L'article L. 157 du code électoral. est remplacé par les dispositions suivantes :
« Les déclarations de candidature doivent être déposées, en double exemplaire, à la préfecture au plus tard vingt et un jours avant celui de l'ouverture du scrutin.
« Au plus tard quinze jours avant l'ouverture du scrutin doivent être déposées auprès du ministre de l'Intérieur les listes nationales constituées pour l'application de l'article L. 126-2. Ces listes sont signées des candidats et dressées dans l'ordre établi par eux. Elles ne peuvent comprendre moins de cent candidats ayant la qualité d'électeur dans au moins trente départements. Elles peuvent intégrer des personnes qui n'ont pas déclaré leur candidature en application du premier alinéa ci-dessus.
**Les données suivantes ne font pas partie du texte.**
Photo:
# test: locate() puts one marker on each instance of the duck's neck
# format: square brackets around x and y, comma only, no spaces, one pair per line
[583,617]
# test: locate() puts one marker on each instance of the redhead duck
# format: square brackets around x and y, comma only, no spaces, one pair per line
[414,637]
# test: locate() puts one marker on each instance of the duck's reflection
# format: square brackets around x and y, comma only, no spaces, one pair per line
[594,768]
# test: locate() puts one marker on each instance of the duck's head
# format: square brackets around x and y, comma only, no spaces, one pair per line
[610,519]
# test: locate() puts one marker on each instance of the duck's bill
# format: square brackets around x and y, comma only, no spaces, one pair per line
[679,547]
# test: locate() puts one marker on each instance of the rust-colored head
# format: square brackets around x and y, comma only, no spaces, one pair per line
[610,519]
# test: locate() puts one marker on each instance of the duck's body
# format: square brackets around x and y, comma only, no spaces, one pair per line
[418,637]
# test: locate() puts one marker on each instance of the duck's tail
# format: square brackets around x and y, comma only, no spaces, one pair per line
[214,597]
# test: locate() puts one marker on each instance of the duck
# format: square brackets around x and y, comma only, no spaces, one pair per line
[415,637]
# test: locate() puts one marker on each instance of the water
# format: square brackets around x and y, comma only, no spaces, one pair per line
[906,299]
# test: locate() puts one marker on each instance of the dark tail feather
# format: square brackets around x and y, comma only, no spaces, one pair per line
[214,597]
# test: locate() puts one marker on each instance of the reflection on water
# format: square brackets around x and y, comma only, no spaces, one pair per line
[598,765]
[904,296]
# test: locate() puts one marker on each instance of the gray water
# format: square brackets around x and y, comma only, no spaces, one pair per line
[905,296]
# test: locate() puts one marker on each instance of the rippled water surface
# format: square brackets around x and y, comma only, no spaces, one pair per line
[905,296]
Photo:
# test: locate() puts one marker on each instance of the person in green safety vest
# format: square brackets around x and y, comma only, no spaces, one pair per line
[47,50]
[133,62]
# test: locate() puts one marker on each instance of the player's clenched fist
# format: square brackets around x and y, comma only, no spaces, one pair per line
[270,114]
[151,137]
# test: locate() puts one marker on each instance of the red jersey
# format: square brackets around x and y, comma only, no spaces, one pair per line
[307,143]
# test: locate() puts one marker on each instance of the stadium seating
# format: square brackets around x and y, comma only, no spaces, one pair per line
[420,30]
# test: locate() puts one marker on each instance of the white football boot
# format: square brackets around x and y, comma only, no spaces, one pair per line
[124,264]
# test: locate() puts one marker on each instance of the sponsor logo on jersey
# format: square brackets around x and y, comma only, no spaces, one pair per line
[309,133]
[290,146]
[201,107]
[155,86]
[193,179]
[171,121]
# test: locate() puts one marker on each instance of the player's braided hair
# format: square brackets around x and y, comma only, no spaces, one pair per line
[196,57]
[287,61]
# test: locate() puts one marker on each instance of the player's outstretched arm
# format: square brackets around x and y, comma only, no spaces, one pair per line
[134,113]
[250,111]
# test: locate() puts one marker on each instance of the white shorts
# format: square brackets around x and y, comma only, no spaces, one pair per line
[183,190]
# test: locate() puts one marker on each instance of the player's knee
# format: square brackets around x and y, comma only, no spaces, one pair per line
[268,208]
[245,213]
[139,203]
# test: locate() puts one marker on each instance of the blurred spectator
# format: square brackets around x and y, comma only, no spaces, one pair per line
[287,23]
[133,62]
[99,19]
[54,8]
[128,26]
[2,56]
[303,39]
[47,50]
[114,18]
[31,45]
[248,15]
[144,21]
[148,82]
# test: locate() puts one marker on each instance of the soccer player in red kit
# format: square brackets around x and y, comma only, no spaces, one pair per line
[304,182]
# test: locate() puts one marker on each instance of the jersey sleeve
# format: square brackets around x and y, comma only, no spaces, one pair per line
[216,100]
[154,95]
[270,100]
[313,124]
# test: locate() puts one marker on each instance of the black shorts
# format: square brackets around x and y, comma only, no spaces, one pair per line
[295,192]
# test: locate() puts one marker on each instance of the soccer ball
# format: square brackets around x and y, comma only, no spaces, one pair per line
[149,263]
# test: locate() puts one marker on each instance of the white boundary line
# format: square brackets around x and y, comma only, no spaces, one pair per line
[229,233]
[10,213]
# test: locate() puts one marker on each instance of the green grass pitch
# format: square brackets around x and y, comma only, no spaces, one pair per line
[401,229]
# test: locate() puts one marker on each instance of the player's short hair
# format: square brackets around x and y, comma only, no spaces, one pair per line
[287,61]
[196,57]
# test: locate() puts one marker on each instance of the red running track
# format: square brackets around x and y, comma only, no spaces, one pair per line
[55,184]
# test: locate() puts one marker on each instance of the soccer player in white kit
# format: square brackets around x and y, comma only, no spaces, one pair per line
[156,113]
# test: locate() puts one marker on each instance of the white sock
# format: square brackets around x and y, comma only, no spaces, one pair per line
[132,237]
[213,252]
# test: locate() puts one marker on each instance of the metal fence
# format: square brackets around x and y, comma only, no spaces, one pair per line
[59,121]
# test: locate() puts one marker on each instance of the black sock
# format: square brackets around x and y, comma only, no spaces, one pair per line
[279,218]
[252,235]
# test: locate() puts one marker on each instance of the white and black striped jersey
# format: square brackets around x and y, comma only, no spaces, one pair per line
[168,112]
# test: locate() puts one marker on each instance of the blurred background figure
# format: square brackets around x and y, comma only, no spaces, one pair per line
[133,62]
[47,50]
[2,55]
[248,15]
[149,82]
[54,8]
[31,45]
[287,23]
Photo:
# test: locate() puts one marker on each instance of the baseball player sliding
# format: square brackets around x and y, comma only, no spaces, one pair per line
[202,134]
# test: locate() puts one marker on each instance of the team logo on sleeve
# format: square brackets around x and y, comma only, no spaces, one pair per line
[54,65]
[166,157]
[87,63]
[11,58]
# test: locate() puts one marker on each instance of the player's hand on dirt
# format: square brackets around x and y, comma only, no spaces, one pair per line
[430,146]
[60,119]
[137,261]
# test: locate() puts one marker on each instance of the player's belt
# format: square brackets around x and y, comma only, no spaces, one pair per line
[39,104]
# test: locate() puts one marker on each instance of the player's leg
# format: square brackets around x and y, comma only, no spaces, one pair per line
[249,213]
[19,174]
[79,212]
Elles désignent un mandataire commun.
« Il est donné aux déposants un reçu provisoire de déclaration. »

Article 5

Après le premier alinéa de l'article L. 158 du code électoral, il est inséré un alinéa ainsi rédigé :
« Dans le cas où une liste nationale constituée en application du deuxième alinéa de l'article L. 157 comporte des personnes qui n'ont pas déclaré leur candidature en application du premier alinéa du même article, le candidat tête de liste doit verser pour chacune d'entre elles un cautionnement de 1 000 F à la Caisse des dépôts et consignations. »

Article 6

La première phrase de l'article L. 159 du code électoral est ainsi rédigée :
« Si une déclaration de candidature ou le dépôt d'une liste nationale constituée en application du deuxième alinéa de l'article L. 157 ne remplit pas les conditions prévues aux articles précédents, le préfet ou le ministre de l'Intérieur saisit dans les vingt-quatre heures le tribunal administratif qui statue dans les trois jours. »

Article 7

Le premier alinéa de l'article L. 161 du code électoral est ainsi rédigé :
« Un récépissé définitif est délivré dans les quatre jours du dépôt de la déclaration de candidature ou du dépôt de la liste nationale constituée en application du deuxième alinéa de l'article L. 157 sur présentation du récépissé de versement du cautionnement, délivré par le trésorier-payeur général ou la Caisse des dépôts et consignations. »

Article 8

Après l'article L. 163 du code électoral, sont insérés deux articles L. 163-1 et L. 163-2 ainsi rédigés :
« Art. L. 163-1. - Le retrait d'une liste nationale constituée en application du deuxième alinéa de l'article L. 157 prend la forme d'une déclaration signée du candidat tête de liste et contresignée par la majorité des membres de la liste.
« Le retrait individuel d'un candidat inscrit sur une liste nationale n'est pas autorisé.
« Art. L. 163-2. - En cas de décès d'un candidat figurant sur une liste nationale postérieurement à l'expiration du délai prévu au deuxième alinéa de l'article L. 157, il est procédé à la mise à jour de la liste par le dépôt auprès du ministre de l'Intérieur, en double exemplaire, dans les trois jours suivant le décès, d'une déclaration complémentaire signée du candidat tête de liste et d'un candidat nouveau appelé à compléter la liste au dernier rang.
« Toutefois, par dérogation aux dispositions de l'alinéa précédent, demeurent valables sans modification les listes portant le nom d'un candidat décédé postérieurement au huitième jour précédant le scrutin. »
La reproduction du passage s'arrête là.